Ted Powell

Personal information
- Date of birth: 1940
- Place of birth: Sheffield, England
- Date of death: 22 September 2005 (aged 64–65)
- Position: Wing-half

Senior career*
- Years: Team / Apps / (Gls)
- Loughborough College
- Sutton United
- 1970–1972: Wycombe Wanderers / 76 / (0)

International career
- Great Britain
- England Amateurs / 51

Managerial career
- 1976–1977: Wycombe Wanderers
- 1977–1983: Malawi
- England U18

= Ted Powell =

English football manager (1940–2005)

Edward W. Powell (1940 – 22 September 2005) was an English amateur footballer who went on to coach the Malawi national team and the England Under-18 side which won the European Championship in 1993. Powell was a teacher at Sutton Grammar School in the late 1960s and early 1970s when he played amateur football for Sutton United.

==Early life==
Powell was brought up in Sheffield where he attended King Edward VII School from 1952 to 1959. He played in both the football and cricket First XIs.

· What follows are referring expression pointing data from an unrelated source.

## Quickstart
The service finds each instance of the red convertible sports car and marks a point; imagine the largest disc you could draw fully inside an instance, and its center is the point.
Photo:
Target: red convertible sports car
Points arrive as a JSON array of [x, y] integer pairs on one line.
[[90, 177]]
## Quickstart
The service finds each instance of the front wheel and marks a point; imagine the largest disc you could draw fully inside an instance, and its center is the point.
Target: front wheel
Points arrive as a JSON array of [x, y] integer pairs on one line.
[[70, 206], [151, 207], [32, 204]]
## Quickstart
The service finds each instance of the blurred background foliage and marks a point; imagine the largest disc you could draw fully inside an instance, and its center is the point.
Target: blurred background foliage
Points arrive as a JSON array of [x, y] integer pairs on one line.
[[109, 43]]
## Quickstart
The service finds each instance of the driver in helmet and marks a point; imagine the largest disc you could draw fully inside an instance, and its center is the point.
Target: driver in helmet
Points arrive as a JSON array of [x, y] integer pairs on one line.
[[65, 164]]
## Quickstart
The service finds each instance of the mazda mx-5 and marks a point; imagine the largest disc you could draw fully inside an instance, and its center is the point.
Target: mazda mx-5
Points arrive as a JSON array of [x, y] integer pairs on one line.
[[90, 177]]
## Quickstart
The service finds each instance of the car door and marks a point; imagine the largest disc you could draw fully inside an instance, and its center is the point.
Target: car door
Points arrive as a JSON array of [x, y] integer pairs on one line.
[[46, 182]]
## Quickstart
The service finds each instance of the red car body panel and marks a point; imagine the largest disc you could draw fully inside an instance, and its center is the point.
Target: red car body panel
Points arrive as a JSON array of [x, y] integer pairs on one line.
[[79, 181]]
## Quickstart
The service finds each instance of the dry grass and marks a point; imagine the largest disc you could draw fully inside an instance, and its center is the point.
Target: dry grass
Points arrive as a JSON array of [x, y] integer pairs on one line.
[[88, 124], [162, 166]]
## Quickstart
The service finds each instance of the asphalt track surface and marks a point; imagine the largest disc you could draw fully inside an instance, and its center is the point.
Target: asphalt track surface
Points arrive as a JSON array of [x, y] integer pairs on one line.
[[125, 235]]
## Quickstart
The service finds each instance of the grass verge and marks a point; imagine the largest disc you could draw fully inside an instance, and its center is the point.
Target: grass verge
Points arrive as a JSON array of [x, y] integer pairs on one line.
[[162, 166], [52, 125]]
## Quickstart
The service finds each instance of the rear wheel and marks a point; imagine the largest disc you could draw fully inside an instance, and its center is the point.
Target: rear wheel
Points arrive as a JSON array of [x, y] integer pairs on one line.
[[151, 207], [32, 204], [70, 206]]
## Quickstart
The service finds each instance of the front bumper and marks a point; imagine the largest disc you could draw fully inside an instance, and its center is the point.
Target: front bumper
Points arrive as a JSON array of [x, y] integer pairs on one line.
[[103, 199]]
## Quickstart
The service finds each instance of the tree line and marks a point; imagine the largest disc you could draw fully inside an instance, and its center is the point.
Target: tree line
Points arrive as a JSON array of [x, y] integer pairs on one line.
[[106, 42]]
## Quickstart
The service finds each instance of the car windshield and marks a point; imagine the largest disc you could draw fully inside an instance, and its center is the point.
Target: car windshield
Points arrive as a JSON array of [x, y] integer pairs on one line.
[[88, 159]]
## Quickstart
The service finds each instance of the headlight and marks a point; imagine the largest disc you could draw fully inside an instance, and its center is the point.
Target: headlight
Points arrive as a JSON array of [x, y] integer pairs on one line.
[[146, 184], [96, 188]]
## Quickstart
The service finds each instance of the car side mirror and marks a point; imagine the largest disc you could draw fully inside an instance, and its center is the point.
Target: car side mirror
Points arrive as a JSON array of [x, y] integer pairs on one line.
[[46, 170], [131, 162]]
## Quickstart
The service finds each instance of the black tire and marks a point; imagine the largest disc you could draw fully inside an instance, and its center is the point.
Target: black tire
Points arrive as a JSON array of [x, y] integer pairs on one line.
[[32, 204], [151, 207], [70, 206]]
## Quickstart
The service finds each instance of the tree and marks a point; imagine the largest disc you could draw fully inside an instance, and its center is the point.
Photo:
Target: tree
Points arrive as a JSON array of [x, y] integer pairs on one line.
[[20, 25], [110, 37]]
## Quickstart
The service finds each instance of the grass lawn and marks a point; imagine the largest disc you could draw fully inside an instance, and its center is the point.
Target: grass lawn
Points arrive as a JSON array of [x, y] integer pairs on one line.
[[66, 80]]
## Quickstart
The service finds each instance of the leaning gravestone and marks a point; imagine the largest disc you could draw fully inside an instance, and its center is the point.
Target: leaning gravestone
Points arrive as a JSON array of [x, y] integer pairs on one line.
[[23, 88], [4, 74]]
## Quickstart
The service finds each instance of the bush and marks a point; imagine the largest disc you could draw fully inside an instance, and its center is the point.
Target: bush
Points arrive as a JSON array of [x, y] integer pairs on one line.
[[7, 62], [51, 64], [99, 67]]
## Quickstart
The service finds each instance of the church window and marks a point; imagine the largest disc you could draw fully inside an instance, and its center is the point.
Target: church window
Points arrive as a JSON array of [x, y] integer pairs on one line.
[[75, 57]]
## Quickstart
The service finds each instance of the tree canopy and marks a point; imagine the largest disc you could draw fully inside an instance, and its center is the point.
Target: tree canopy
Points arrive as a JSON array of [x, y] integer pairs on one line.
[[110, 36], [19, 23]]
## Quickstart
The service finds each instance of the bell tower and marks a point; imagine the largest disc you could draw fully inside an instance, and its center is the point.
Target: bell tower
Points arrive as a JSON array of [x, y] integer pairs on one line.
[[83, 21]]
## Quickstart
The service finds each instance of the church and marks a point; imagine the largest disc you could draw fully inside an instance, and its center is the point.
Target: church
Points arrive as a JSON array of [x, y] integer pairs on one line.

He spent time with Loughborough College.

==Football career==
Powell was an amateur footballer. In the early 1960s he played for Yorkshire Amateur in the Yorkshire league. In the late 1960s and early 1970s he was a wing-half for Sutton United and Wycombe Wanderers, later managing both clubs, and represented both England Amateurs (51 caps) and the Great Britain Olympic team. In the 1968–69 season he broke his leg. He was also a member of the British national side which failed to qualify for the 1972 Summer Olympics.

He became a coach for The FA and later at Spurs at youth level. He was National Football Coach in Malawi from 1977 to 1983, during which time the team won the East and Central African challenge cup twice.

He coached the England Under-18 side to the 1993 UEFA European Under-18 Football Championship; the team included Paul Scholes, Gary Neville, Nicky Butt, Sol Campbell and Robbie Fowler.